Applied Economics Seminar Series. "Male Dominance and Cultural Extinction" (Joint Work with Ana Tur-Prats)
Published: 4 March 2025
23 April 2025. Dr Eleonora Guarnier, University of Bristol
Dr Eleonora Guarnier, University of Bristol
"Male Dominance and Cultural Extinction" (Joint Work with Ana Tur-Prats)
Wednesday, 23 April 2025. 15:00-16:30
Room 141A, Adam Smith Business School Building
Abstract
Why do some cultures and their associated values go extinct while others prevail? In this paper, we uncover a relationship between a society’s deep-rooted gender norms and its risk of cultural extinction, proxied by language loss: languages from more gender-equal societies face a higher likelihood of extinction compared to those from male-dominant societies. We measure language status and male-dominance using the Ethnologue and the Male Dominance Index (Guarnieri and Tur-Prats, 2023), respectively, for a global sample of 4,750 languages.
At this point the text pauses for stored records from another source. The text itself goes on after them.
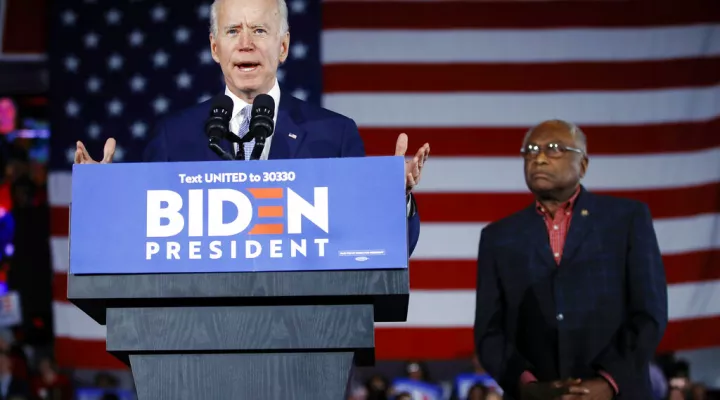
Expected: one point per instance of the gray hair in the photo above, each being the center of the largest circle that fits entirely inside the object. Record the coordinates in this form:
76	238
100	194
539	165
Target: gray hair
574	130
282	7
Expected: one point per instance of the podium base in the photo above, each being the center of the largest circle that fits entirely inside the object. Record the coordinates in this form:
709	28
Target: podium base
242	376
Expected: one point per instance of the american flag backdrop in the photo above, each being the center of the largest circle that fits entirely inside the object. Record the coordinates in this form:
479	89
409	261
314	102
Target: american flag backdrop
470	77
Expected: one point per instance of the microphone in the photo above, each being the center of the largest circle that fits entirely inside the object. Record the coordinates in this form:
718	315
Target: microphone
261	123
218	124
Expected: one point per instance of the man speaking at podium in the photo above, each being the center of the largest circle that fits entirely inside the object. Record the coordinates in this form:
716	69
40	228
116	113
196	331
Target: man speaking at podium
249	39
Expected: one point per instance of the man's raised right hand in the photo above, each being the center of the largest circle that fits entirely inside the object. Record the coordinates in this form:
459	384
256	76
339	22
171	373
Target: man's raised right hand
82	156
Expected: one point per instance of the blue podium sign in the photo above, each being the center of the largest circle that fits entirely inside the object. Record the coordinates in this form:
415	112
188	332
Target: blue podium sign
238	216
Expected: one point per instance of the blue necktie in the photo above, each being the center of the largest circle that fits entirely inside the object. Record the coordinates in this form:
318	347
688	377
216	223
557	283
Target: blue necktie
243	130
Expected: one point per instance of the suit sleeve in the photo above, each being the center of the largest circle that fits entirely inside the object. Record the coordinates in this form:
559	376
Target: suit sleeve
635	342
352	146
156	149
495	351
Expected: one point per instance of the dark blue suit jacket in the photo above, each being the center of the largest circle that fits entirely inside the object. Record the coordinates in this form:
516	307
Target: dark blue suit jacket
319	133
603	308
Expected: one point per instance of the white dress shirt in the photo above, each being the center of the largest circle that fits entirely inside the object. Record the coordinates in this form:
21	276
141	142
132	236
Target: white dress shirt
237	117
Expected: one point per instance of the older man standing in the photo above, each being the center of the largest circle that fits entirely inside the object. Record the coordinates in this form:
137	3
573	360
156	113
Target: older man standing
571	291
249	39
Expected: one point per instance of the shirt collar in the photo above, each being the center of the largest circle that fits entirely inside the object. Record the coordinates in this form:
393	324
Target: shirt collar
239	104
567	206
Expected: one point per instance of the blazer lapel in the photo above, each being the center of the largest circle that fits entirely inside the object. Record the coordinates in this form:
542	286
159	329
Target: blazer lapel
580	226
288	134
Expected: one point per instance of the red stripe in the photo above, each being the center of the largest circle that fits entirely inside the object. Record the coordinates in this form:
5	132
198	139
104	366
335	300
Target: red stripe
612	140
698	266
84	354
521	77
406	343
453	343
487	207
518	15
25	27
59	221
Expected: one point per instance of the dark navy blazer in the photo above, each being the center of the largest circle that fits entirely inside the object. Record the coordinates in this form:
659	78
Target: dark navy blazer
318	133
604	307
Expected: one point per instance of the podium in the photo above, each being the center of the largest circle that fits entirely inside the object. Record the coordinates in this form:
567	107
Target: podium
233	280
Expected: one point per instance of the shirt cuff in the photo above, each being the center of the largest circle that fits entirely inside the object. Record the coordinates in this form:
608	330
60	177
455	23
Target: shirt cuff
408	208
610	380
527	377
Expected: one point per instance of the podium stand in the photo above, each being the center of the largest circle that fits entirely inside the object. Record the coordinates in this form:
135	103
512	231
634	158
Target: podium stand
241	280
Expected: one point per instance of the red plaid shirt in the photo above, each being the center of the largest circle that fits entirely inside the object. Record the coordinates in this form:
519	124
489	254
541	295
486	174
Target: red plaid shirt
558	227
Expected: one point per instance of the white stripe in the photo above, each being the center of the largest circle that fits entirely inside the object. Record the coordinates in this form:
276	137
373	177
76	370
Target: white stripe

The negative relationship between male dominance and extinction holds after accounting for fundamental determinants of economic development and societal collapse at the language-group level such as geography, climate variability, conflict exposure, and historical factors, as well as after the inclusion of country fixed effects. We then leverage European colonization as a natural experiment to investigate how inter-group dynamics shape cultural extinction. In a dyadic framework, we find that Indigenous societies with more gender-equal norms than their colonizers are significantly more vulnerable to cultural extinction. Cultural distance in gender norms is a stronger predictor of extinction than linguistic distance, distance in pre-colonial institutions, or the characteristics of either the colonizer or the Indigenous group.
Bio
Eleonora Guarnieri is an Assistant Professor (Senior Lecturer) at the University of Bristol, School of Economics. She is also affiliated with the CESifo Research Network. Her research focuses on applied microeconomics, particularly in the areas of development, gender, culture, and political economy.